Amor na veia.

Eu tinha 5 anos de idade quando meu pai me levou, pela primeira vez, ao Arruda. Uma das lembranças mais fortes de minha infância, no Mundão, foi um drible fantástico que o lateral Pedrinho deu em cima de um atacante do Remo dentro da pequena área. O estádio foi ao delírio.

E como não se lembrar da Churrascaria Colosso e aquele cheiro único de carne assada que exalava para todo lado e domava nossa mente com um poder absoluto? Eu comecei a beber com 12 anos e ir ao Colosso, a partir de então, se tornou quase um ritual religioso. Assim como gritar pelo cara que vendia a Brahma Chopp, aquelas garrafas gordinhas, e que despejava de uma vez o líquido precioso no copo de plástico.

Um jogo memorável, que fui com meu pai, foi a inauguração da arquibancada superior. Era uma multidão absurda se espremendo com um orgulho danado pelo novo espaço. Até parecia que o concreto balançava e a galera, com medo,  começou a gritar “Vai cair! Vai cair!” e era gente correndo para tudo que era lado.

Meu pai, meus irmãos e eu fomos ver o clássico contra o Palmeiras. Quem esteve nesse jogo deve ter se sentido como se estivesse no meio do Galo da Madrugada na Guararapes. Era um espremido só. Vimos o jogo lá de cima. Era impressionante a quantidade de tricolores corais das bandas do Arruda se contorcendo para tentar acompanhar a partida.
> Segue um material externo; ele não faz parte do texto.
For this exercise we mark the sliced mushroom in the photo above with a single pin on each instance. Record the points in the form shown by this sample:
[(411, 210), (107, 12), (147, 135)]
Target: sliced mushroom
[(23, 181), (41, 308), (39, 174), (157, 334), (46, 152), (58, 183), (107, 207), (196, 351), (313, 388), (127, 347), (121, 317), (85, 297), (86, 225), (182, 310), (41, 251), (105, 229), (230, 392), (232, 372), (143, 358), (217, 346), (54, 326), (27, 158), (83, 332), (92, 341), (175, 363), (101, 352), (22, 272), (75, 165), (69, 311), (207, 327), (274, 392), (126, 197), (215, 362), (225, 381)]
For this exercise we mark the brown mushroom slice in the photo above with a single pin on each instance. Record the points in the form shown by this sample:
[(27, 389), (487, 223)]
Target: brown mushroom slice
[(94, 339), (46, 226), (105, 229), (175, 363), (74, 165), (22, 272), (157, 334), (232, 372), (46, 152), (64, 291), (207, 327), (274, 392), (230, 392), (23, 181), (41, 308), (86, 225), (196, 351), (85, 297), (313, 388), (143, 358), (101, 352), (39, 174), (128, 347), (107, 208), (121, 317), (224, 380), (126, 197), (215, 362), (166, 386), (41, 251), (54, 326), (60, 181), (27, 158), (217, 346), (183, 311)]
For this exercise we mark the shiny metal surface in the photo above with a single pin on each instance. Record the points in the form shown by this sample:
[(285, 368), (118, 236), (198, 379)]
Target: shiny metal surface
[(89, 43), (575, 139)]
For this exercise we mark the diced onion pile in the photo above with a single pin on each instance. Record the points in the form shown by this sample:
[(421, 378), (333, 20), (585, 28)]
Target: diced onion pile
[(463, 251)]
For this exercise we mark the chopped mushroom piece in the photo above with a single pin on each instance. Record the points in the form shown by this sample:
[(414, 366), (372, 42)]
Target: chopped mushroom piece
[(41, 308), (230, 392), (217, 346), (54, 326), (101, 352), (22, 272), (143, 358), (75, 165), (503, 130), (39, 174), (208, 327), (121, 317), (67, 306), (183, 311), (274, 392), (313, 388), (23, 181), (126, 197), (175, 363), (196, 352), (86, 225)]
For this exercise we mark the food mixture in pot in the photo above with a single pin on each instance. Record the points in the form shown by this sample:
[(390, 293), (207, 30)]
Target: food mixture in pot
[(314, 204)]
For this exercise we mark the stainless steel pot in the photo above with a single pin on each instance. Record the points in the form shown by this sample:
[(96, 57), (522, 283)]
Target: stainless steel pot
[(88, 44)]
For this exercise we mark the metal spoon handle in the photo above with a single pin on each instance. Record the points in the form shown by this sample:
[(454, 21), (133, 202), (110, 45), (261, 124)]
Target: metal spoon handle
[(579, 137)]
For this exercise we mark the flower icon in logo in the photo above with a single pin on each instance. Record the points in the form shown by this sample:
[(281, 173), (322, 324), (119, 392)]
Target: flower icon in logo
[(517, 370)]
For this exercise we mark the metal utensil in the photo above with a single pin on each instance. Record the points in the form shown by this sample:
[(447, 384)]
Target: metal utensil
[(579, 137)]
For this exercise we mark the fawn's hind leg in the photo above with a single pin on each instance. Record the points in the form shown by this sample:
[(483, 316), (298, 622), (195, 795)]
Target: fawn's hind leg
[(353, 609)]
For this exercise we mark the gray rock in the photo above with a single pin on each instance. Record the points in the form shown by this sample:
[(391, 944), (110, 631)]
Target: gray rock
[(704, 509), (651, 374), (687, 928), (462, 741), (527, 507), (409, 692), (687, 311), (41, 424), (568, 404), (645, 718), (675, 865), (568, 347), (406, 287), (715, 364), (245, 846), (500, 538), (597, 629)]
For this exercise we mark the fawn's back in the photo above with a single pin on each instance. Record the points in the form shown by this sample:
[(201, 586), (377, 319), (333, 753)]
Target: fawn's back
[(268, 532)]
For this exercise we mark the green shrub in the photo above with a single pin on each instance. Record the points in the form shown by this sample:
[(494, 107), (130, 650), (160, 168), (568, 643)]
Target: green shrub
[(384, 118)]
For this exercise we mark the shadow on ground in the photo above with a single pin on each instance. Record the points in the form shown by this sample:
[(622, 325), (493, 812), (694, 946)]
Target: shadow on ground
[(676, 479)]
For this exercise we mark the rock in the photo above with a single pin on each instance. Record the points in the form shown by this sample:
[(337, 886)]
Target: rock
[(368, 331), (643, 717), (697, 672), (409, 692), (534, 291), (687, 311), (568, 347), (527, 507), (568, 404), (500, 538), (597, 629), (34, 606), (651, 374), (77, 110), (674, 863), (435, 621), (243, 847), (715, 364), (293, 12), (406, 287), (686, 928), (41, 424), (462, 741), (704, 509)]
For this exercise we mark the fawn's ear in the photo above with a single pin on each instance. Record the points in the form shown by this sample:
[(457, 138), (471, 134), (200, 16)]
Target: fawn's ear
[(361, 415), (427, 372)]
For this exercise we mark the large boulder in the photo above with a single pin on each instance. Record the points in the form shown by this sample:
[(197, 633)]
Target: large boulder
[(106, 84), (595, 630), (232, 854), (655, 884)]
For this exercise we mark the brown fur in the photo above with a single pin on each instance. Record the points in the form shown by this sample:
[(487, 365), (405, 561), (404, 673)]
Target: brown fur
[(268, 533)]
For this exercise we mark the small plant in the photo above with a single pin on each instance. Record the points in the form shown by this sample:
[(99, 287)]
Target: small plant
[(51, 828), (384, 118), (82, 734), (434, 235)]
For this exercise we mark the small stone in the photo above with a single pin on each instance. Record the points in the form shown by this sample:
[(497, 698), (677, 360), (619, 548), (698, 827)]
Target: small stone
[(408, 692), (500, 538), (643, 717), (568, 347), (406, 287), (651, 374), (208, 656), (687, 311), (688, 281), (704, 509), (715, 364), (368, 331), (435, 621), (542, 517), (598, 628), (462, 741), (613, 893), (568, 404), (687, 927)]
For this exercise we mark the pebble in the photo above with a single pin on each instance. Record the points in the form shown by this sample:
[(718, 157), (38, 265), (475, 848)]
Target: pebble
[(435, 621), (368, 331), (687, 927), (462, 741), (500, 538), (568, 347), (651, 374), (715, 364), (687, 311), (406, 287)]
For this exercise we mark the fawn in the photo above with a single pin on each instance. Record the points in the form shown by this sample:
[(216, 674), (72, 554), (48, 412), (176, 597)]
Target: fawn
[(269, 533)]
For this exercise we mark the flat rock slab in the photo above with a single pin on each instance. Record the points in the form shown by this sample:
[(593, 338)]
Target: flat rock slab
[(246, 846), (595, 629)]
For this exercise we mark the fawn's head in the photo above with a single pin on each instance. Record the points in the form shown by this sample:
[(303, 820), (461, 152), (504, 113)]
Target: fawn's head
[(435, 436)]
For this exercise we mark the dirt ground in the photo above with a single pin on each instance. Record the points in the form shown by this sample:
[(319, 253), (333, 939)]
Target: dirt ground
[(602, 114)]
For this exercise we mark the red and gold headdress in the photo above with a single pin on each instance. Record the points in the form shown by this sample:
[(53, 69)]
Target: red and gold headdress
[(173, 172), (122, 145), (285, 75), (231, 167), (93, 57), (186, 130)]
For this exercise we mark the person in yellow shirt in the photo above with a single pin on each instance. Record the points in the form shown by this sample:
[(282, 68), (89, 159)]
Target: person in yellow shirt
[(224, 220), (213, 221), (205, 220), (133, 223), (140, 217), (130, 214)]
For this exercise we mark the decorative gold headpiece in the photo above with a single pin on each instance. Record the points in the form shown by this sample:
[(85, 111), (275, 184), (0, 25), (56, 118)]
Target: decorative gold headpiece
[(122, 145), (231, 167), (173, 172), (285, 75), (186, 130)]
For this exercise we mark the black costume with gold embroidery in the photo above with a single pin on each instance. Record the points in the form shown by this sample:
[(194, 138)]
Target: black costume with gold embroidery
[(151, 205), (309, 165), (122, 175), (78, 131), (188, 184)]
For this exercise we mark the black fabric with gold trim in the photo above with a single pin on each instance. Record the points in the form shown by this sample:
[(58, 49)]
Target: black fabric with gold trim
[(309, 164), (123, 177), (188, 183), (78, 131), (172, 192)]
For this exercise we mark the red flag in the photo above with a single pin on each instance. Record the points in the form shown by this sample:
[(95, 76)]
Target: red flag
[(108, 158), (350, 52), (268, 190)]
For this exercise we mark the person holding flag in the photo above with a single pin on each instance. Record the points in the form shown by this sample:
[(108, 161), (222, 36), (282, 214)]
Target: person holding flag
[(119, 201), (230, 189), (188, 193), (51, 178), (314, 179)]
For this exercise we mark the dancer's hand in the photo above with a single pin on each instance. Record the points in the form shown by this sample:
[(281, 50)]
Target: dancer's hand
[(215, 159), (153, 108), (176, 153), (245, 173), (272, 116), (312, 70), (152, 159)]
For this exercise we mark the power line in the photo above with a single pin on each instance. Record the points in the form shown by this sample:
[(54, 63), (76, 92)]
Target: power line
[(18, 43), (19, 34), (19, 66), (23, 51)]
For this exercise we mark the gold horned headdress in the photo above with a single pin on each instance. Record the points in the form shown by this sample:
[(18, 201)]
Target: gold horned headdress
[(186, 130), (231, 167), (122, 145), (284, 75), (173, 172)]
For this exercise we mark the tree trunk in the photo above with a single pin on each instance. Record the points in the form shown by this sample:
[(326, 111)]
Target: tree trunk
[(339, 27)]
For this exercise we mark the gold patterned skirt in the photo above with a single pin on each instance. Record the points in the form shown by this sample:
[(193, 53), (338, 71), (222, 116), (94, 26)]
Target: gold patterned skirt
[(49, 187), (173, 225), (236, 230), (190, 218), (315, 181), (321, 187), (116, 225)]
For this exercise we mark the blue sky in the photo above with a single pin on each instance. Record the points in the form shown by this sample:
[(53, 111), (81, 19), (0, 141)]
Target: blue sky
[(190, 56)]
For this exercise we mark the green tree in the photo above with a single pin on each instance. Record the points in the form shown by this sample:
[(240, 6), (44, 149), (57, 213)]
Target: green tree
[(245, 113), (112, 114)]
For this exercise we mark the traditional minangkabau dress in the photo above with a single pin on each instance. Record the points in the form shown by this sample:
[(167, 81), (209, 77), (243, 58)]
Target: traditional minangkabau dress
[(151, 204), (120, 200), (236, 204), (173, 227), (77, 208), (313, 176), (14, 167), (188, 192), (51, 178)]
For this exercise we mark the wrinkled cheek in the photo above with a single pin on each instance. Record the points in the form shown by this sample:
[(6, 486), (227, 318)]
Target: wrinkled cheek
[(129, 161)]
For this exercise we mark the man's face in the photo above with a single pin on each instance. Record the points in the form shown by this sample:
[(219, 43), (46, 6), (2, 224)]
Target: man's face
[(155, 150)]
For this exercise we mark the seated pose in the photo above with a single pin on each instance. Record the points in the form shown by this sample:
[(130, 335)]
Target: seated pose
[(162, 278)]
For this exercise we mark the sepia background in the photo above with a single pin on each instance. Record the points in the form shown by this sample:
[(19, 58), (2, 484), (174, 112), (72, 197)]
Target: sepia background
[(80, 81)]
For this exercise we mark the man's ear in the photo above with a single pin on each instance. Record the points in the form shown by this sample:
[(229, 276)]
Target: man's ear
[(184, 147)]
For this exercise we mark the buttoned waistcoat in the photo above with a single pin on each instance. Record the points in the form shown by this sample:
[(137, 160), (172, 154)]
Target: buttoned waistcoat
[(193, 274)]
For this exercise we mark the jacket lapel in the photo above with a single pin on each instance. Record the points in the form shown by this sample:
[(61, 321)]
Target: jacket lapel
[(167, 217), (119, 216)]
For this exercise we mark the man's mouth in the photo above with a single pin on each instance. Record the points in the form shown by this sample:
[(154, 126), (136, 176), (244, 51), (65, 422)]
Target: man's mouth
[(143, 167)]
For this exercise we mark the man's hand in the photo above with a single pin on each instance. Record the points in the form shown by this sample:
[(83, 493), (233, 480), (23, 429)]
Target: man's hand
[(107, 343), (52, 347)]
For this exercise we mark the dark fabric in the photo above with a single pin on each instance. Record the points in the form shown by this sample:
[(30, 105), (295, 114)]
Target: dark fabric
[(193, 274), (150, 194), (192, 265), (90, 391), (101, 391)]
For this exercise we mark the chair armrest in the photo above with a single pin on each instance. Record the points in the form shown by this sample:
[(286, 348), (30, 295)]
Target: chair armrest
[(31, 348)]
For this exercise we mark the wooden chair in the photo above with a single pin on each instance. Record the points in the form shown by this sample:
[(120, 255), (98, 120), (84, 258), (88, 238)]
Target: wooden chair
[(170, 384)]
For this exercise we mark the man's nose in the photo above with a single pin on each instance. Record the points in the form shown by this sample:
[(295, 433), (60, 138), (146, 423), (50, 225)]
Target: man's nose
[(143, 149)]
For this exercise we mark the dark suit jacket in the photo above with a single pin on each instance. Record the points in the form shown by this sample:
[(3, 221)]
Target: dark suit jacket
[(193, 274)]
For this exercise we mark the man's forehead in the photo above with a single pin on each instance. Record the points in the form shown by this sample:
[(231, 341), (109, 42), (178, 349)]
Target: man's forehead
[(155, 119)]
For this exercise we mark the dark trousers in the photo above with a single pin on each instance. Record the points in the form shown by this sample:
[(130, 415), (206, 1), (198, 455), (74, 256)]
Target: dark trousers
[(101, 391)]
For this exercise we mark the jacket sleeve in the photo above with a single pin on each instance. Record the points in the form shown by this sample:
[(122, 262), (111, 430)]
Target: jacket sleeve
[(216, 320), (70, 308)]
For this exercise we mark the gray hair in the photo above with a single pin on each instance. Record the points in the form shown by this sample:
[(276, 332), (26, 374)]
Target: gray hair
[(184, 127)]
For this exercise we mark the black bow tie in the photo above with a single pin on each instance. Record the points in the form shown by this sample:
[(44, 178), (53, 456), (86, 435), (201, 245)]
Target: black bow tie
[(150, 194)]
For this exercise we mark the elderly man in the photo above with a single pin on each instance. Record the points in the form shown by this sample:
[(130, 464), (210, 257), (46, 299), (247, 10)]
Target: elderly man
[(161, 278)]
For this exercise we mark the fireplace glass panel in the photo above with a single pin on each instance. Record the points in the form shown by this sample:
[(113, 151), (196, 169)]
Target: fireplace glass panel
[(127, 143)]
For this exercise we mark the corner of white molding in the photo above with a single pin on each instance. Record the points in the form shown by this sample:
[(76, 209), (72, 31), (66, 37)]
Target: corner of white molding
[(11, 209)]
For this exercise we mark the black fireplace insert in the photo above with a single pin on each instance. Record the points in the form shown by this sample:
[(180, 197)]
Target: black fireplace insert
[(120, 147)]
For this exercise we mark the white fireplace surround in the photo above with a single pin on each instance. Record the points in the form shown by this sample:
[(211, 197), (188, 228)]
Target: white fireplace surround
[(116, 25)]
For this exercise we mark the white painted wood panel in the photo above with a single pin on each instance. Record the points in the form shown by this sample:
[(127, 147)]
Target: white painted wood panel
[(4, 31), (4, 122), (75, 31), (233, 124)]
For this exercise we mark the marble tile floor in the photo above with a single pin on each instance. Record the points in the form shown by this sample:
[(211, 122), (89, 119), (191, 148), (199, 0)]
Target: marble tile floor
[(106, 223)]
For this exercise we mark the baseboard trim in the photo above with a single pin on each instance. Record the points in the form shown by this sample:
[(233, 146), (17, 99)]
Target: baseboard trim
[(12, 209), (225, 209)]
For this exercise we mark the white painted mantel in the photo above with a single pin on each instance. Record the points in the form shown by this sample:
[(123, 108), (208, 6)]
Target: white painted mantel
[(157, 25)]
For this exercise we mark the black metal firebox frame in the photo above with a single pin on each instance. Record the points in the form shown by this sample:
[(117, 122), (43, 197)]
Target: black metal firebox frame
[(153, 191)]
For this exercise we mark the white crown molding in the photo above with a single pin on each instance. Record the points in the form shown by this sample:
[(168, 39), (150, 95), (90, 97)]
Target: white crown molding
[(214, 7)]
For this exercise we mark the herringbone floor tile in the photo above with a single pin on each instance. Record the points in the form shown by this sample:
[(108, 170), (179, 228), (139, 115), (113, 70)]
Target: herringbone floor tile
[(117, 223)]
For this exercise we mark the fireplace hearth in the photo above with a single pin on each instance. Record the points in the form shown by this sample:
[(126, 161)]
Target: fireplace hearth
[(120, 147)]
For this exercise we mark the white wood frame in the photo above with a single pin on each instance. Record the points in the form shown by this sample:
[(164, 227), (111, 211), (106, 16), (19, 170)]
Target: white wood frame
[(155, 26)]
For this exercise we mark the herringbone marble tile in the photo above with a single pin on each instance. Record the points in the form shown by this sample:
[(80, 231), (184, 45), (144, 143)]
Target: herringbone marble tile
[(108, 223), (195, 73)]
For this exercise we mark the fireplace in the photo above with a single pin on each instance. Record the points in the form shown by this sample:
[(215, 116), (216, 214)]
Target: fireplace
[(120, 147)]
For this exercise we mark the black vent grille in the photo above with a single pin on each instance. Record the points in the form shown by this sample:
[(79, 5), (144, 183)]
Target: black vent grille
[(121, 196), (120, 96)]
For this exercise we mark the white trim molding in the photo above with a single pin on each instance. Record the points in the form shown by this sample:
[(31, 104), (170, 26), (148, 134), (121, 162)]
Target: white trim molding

Já escrevi aqui quando estava entrando no Arruda e a Jovem veio correndo para me dar porrada porque eu tinha cabelo comprido e queriam, mesmo, era matar Mancuso. Foi o momento mais tenso que tive em um jogo. Gritavam “Olha o fdp do Mancuso ali, bora pegar ele!” e tome carreira. Por sorte, consegui correr mais do que o Usain Bolt e sai ileso.

Quando o Santinha tirou o cabaço do Do Recife, a coisa, nesse jogo, a Inferno invadiu o campo. Era um delírio coletivo gigantesco. Vi algumas pessoas pulando para dentro de campo, saltando sobre o fosso, e uns espertinhos roubando relógio e trancelim da galera que quase se fode caindo fosso abaixo. Loucura arretada.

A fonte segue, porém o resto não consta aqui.